Lauren Nunn

Director of Counseling and Member Care

I grew up in Henderson, KY, with parents who loved me and desired for me to know God. I grew up regularly attending church, and at age 10, I prayed to receive Christ. However, this was more from a heart of wanting to please my family rather than a true understanding of the gospel, or of my own sin and need for a Savior. As I grew up, I found my identity in my achievements, and struggled with trying to be good enough in each role in my life (i.e. student, daughter, and friend). As I entered college, a season of deciding what I wanted to spend the rest of life doing, I began questioning my purpose and doubting if God even existed. To me, being a Christian meant following rules in order to try to live a morally good life. I felt that I had to be good enough in order to come to God.
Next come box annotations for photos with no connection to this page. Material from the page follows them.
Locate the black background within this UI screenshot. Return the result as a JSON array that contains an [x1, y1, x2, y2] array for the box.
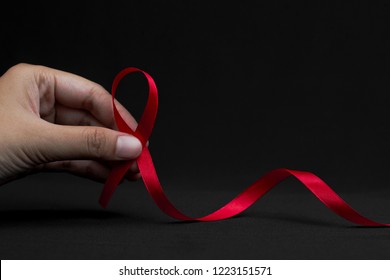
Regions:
[[0, 1, 390, 259]]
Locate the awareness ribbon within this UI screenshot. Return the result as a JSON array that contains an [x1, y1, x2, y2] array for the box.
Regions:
[[99, 67, 390, 227]]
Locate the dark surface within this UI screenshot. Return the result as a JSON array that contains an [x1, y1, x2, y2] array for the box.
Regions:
[[0, 1, 390, 259], [0, 175, 390, 259]]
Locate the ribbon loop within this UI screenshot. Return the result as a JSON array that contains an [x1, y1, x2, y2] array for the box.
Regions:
[[99, 67, 390, 227]]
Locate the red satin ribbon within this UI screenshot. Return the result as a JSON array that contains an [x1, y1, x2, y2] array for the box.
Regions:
[[99, 67, 390, 227]]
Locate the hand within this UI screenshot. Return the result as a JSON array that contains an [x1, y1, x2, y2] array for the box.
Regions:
[[0, 64, 142, 184]]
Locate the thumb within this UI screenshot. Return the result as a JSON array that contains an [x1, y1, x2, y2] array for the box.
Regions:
[[39, 124, 142, 161]]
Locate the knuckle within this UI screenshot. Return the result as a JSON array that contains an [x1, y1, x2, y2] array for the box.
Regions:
[[85, 127, 107, 158]]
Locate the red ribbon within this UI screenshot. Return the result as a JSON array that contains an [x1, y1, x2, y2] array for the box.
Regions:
[[99, 67, 390, 227]]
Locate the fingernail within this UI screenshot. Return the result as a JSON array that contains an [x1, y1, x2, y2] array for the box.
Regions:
[[116, 135, 142, 159]]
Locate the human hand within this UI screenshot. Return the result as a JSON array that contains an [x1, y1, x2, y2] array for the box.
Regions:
[[0, 64, 142, 184]]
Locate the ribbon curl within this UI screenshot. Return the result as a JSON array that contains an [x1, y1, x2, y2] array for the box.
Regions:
[[99, 67, 390, 227]]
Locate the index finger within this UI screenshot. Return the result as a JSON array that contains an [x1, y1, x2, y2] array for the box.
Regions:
[[40, 66, 137, 129]]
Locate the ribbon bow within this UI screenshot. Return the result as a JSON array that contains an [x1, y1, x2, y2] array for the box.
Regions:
[[99, 67, 390, 227]]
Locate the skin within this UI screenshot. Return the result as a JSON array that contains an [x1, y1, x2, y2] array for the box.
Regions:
[[0, 64, 142, 185]]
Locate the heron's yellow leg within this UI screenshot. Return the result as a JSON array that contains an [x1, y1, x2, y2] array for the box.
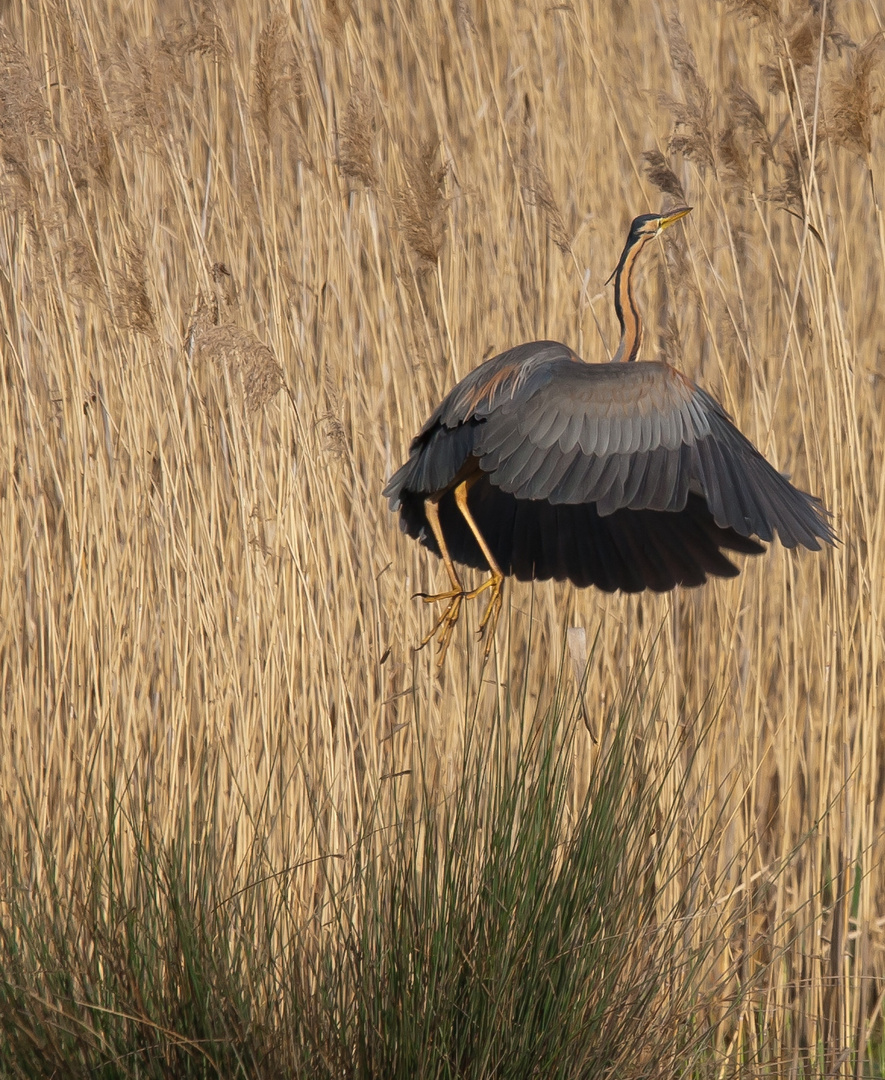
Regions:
[[418, 497, 466, 667], [455, 477, 504, 657]]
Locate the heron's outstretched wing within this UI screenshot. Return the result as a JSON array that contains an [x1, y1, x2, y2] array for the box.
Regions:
[[384, 341, 585, 511], [472, 356, 833, 550]]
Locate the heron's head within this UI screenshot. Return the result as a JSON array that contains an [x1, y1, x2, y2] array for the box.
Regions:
[[605, 206, 692, 285], [627, 206, 692, 244]]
Toward the end of my senior year in college, I attended a church service where the pastor shared the gospel clearly at the end. He explained that we as people are broken, sinful, and in need of a Savior. Our sin separates us from a holy and perfect God, who cannot be in the presence of sin. However, God’s love for us is so great that He sent His son, Jesus, to live a perfect life and willingly die on the cross and rise again three days later. In doing this, He defeated death and made a way for us to get to God again. For the first time, I saw my own brokenness and my need for Jesus. I began spending time with God regularly for the first time in my life, and I started to understand that I could not do anything to earn God’s love for me; it is through His grace alone that He has chosen to save me. My life is not perfect, and as long as I am on this earth I will have to continue fighting against my own sinfulness and selfishness in order to live for God; However, I am reminded daily of God’s grace in my life.
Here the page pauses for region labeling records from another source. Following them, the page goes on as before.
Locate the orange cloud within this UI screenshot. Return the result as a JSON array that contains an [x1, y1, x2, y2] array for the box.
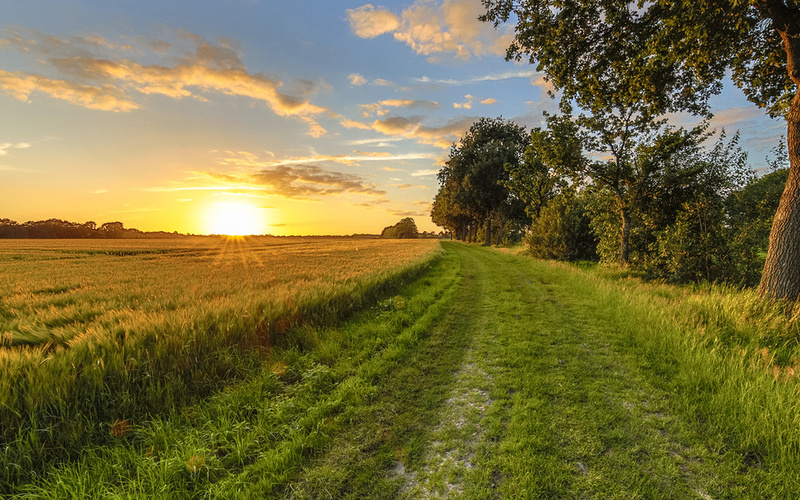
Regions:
[[361, 99, 439, 117], [347, 4, 400, 38], [0, 70, 139, 111], [0, 31, 332, 137], [348, 0, 514, 60]]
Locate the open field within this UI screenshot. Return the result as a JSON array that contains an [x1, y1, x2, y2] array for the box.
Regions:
[[0, 238, 440, 492], [0, 242, 800, 499]]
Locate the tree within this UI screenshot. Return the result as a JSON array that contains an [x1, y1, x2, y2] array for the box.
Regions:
[[381, 217, 419, 239], [481, 0, 800, 300], [431, 118, 528, 245], [503, 117, 588, 220]]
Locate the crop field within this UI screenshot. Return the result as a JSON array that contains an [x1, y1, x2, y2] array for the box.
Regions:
[[0, 237, 441, 489], [0, 238, 438, 346]]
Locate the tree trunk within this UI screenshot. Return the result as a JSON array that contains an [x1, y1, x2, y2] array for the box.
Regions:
[[758, 93, 800, 301], [758, 7, 800, 301], [619, 208, 631, 266]]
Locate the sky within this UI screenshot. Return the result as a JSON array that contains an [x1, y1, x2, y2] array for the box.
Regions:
[[0, 0, 785, 235]]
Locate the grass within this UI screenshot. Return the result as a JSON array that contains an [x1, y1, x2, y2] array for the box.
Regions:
[[0, 239, 438, 493], [4, 242, 800, 498]]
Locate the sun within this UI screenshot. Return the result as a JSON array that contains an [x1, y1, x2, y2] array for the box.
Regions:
[[205, 202, 267, 236]]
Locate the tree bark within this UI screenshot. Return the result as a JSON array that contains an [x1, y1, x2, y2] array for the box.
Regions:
[[619, 208, 631, 266], [758, 4, 800, 301], [758, 93, 800, 301]]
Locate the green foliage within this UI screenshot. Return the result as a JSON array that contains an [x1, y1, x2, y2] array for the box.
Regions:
[[524, 193, 597, 261], [481, 0, 797, 117], [0, 238, 439, 497], [650, 195, 731, 283], [431, 118, 529, 243], [504, 117, 587, 220], [381, 217, 419, 239]]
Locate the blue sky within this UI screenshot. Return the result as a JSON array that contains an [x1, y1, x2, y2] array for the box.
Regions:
[[0, 0, 785, 234]]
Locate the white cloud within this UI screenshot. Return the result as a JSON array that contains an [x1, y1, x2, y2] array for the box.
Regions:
[[347, 4, 400, 38], [453, 94, 475, 109], [347, 73, 367, 87], [0, 142, 31, 156], [361, 99, 439, 117], [347, 0, 514, 61], [0, 30, 331, 137]]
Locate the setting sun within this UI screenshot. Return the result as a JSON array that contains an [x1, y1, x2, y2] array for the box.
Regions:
[[205, 203, 267, 236]]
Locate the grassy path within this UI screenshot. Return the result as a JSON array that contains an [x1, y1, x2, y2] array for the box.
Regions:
[[292, 244, 754, 498], [19, 242, 800, 500]]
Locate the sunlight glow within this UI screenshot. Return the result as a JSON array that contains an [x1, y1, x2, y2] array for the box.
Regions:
[[205, 203, 267, 236]]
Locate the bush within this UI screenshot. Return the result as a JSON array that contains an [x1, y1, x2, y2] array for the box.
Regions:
[[525, 194, 597, 261]]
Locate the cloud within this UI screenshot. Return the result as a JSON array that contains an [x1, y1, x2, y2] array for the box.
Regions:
[[361, 99, 439, 117], [347, 0, 514, 61], [711, 106, 764, 127], [347, 116, 477, 149], [0, 70, 139, 111], [347, 4, 400, 38], [211, 151, 435, 168], [344, 136, 404, 147], [152, 165, 386, 200], [411, 168, 439, 177], [415, 69, 549, 86], [347, 73, 367, 87], [0, 30, 332, 137], [453, 94, 475, 109], [0, 142, 31, 156]]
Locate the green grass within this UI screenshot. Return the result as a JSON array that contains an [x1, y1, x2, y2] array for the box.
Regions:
[[4, 242, 800, 499]]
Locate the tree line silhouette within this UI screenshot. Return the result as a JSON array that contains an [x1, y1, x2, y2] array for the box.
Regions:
[[0, 219, 185, 239]]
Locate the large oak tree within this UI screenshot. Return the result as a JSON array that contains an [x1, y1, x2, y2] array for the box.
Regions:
[[482, 0, 800, 300]]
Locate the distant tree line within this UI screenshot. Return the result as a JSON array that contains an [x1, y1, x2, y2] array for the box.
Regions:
[[381, 217, 419, 239], [431, 116, 788, 286], [0, 219, 183, 239]]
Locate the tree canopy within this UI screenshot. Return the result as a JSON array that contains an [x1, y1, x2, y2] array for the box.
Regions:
[[481, 0, 800, 300], [381, 217, 419, 239], [431, 118, 529, 244]]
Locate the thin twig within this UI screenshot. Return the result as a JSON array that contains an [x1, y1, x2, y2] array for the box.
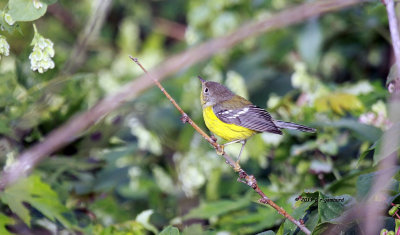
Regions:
[[364, 0, 400, 235], [382, 0, 400, 92], [63, 0, 112, 74], [0, 0, 364, 206], [129, 56, 311, 234]]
I began to understand that God’s calling on my life, and on the life of every follower, is to multiply my life by sharing the gospel with those around me and making disciples who will do the same. Specifically, I began to have a burden to take the Gospel message to the nations. Romans 10:14-15 says, “How then will they call on Him in whom they have not believed? And how are they to believe in Him of whom they have never heard? And how are they to hear without someone preaching? And how are they to preach unless they are sent?” I remember reading these verses and sensing a call on my life to be used in this way. In 2016, I felt God was calling me to move to Mandeville, LA to be a part of starting The Field Church. I now consider Louisiana home, and I am so excited to begin interning and became more equipped and prepared for wherever God may call me in the future. 
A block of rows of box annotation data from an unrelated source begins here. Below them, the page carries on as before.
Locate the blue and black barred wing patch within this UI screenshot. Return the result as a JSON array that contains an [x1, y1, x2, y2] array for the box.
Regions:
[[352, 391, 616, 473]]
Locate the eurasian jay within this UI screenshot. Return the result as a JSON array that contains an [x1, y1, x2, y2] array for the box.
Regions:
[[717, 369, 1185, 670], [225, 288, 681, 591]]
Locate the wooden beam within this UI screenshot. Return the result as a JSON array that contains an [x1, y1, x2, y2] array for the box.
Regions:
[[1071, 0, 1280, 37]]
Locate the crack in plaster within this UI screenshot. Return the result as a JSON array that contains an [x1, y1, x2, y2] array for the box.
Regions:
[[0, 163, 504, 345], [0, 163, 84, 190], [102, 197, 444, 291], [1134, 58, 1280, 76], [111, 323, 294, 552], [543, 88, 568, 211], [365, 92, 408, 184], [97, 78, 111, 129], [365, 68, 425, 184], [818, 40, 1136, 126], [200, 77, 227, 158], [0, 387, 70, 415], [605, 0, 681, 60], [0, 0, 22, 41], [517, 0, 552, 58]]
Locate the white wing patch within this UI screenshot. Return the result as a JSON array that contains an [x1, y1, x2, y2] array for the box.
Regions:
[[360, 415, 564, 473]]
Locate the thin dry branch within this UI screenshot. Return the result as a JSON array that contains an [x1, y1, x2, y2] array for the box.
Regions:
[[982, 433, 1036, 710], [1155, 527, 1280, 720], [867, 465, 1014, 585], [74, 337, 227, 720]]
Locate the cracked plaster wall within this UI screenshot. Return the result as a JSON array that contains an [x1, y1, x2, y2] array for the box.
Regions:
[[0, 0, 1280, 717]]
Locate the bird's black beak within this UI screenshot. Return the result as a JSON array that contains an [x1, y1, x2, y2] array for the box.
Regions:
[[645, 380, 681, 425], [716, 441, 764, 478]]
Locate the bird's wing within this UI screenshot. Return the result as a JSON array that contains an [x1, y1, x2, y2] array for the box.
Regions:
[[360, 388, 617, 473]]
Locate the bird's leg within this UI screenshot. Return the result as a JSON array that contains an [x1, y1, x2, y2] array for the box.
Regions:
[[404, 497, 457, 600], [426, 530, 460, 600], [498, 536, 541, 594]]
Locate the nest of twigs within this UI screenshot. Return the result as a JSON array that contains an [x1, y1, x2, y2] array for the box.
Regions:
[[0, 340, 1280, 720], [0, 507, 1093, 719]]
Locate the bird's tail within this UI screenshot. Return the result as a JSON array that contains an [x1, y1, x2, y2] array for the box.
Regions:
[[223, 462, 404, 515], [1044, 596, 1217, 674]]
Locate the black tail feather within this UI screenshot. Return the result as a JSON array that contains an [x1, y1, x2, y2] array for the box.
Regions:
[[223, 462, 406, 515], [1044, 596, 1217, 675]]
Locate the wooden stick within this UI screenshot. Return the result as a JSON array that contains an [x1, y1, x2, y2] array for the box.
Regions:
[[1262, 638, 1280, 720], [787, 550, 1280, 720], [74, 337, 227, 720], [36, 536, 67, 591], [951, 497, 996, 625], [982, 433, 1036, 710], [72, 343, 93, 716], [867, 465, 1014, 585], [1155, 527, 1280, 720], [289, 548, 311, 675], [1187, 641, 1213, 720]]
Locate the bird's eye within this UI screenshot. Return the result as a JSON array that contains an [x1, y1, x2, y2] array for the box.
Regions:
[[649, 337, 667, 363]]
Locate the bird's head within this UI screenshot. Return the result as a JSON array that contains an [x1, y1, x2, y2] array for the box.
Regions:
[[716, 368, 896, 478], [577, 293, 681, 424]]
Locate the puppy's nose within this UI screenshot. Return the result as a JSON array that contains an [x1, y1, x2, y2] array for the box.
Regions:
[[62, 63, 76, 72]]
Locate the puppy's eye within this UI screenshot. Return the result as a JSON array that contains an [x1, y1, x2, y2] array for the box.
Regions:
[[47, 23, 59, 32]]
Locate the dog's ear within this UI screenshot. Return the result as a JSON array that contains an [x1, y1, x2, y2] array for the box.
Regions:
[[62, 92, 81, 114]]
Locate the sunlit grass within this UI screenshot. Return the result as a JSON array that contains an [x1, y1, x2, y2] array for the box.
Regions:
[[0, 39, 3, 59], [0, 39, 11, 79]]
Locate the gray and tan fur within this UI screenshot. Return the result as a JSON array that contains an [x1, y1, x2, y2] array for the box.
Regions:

My Desire & Prayer for The Field Church

I pray that it would be a place where people see God for who He is, and count everything as loss in comparison to knowing and having Him (Philippians 3:8). I pray that we would not spend our days pursuing the pleasures of this world that will one day fade away, but that we would surrender our lives to live for God.

My desire is for our church to be burdened for and reaching those who do not have a relationship with God. I pray that we would desire for every person to have the opportunity to hear the Gospel message, here locally in Mandeville and around the world, and that we would be used to impact the nations with the spread of the Gospel.